A nova estratégia procura deixar para trás ou deseja fazer esquecer a ancestral política da Francafrique (a do domínio reservado e que foi recordado e reafirmado pelo Macron, há cerca de 5 anos, na Universidade de Ouagadougou, Burkina Faso) e avançar para uma nova política de parcerias e investimentos estratégicos com África.
Os recentes Golpes de Estado, na África Ocidental (Mali - que levou ao fim da operação militar franco-maliana Barkhame -, Burquina Faso e Guiné), aliados às sucessivas críticas da presença de militares e bases militares franceses no Continente (Côte d" Ivoire, por exemplo), foram - têm sido - alguns dos leitmotiv para esta nova política.
Acresce que Eliseu definiu que França carece de novos players em África, a que denominaria e Pays Partenaires Africains - ou, usando a mesma terminologia adoptada pelos EUA na sua US Africom, de uns News African Nations Partners - em que Senegal, Nigéria, Quénia e, agora, Angola se assomem como os vértices destes "novos parceiros estratégicos" para as e nas novas parcerias.
Parcerias que Paris considera, repito, terem de ser baseadas em relações "responsáveis e equilibradas", nomeadamente em áreas como o ambiente, agricultura (celebradas no Gabão) e saúde e em investimentos estratégicos que os países africanos considerem necessários e França tenha capacidade para os concretizar.

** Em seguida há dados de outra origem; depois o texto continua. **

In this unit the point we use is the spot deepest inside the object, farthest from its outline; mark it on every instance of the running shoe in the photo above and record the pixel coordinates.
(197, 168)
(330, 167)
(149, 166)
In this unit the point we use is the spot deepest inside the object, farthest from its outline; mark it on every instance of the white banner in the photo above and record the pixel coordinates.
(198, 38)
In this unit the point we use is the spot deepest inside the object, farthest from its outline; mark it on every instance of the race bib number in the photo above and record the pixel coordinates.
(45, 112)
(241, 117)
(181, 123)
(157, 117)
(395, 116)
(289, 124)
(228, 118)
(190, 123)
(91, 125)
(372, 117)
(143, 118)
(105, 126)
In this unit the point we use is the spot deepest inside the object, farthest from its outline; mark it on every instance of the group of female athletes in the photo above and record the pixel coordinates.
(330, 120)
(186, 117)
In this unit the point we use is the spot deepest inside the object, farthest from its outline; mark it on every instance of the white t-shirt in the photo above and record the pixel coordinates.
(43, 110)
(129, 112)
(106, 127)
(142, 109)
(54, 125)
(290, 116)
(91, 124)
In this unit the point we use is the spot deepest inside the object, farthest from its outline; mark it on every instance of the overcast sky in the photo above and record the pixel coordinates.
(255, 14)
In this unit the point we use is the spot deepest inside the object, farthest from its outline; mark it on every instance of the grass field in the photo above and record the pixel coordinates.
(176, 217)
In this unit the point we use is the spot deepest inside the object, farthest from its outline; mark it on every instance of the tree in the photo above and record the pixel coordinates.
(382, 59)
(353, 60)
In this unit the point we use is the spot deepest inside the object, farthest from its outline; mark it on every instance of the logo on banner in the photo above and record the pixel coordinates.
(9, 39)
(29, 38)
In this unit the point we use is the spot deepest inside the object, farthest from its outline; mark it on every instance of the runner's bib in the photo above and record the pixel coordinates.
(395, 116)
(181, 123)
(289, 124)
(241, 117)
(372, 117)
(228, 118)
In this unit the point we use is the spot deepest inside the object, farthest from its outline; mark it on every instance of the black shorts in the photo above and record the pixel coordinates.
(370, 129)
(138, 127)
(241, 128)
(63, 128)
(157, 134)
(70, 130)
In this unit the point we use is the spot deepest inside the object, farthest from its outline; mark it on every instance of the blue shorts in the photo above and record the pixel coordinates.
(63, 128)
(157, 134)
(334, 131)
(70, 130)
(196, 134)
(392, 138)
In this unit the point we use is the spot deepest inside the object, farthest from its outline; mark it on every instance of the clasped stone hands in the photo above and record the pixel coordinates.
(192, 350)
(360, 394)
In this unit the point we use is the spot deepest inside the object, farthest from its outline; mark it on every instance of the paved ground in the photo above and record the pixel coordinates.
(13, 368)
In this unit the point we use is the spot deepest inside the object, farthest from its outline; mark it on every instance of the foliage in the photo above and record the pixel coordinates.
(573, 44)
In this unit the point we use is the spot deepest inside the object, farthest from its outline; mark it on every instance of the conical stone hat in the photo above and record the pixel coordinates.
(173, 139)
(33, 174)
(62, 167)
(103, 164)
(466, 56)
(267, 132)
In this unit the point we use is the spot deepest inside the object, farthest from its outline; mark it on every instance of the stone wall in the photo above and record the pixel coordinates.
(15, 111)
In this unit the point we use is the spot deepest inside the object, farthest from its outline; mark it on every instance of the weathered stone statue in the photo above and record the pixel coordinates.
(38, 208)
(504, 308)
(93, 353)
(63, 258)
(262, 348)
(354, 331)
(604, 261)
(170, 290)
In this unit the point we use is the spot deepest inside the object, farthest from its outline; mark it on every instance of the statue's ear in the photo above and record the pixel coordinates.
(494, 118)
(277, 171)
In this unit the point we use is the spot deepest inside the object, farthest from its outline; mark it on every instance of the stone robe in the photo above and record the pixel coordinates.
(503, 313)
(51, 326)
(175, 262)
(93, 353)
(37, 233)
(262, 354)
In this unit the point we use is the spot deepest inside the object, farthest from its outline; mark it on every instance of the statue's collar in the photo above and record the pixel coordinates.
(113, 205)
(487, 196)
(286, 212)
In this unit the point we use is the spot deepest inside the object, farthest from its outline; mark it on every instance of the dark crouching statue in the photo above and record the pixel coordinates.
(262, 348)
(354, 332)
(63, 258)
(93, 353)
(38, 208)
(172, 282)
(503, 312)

Dois factos - diria, os dois mais importantes factos - destacam desta visita:
i) Em Angola, a assinatura de vários acordos comerciais - não esquecer que, no período económico, entre 2020 e 2022, as relações comerciais entre Angola e França ascenderam a cerca de 3,7 mil milhões de eurouros - e empresariais, com especial relevo para a assinatura do acordo que Luanda celebrou com a Airbus para a construção do novo satélite, este de observação terrestre (o Angeo-1);
ii) e para as conversas com o Presidente Tshisekedi - ainda que, por vezes, pouco cordiais - e, sobre a situação na RDC, em particular no Leste do país, com os ataques do M23 e ao propalado - já confirmada pela ONU - apoio do Rwanda a estas milícias para o que Macron optou por nada se referir ou criticar o apoio de Kigali - não esquecer que várias empresas francesas operam no Rwanda, entre elas a Elf-TotalEnergie, que é, igualmente, protegida pelas forças rwandesas em Moçambique. No entanto, Macron não deixou de considerar, diplomaticamente, que a situação político-militar no Leste da RDC tinha de ser revertida para o melhor equilíbrio pacífico do Continente e na área.
Mas como, por vezes, muitas vezes, a diplomacia faz-se em corredores e em lugares incomuns e discretos, o certo é que, pouco mais de 24 horas após a visita, Luanda afirmou que o M23 aceitou um cessar-fogo na RDC - por quanto tempo, veremos mais adiante no tempo... -. Talvez um gesto simpático de Kagame para Macron por este ter optado pelo silêncio às críticas de Kinshasa a Kigali (mas não se calou, visivelmente incomodado, quando Tshisekedi reafirmou que a França teve impacto directo no genocídio burundi-rwandês)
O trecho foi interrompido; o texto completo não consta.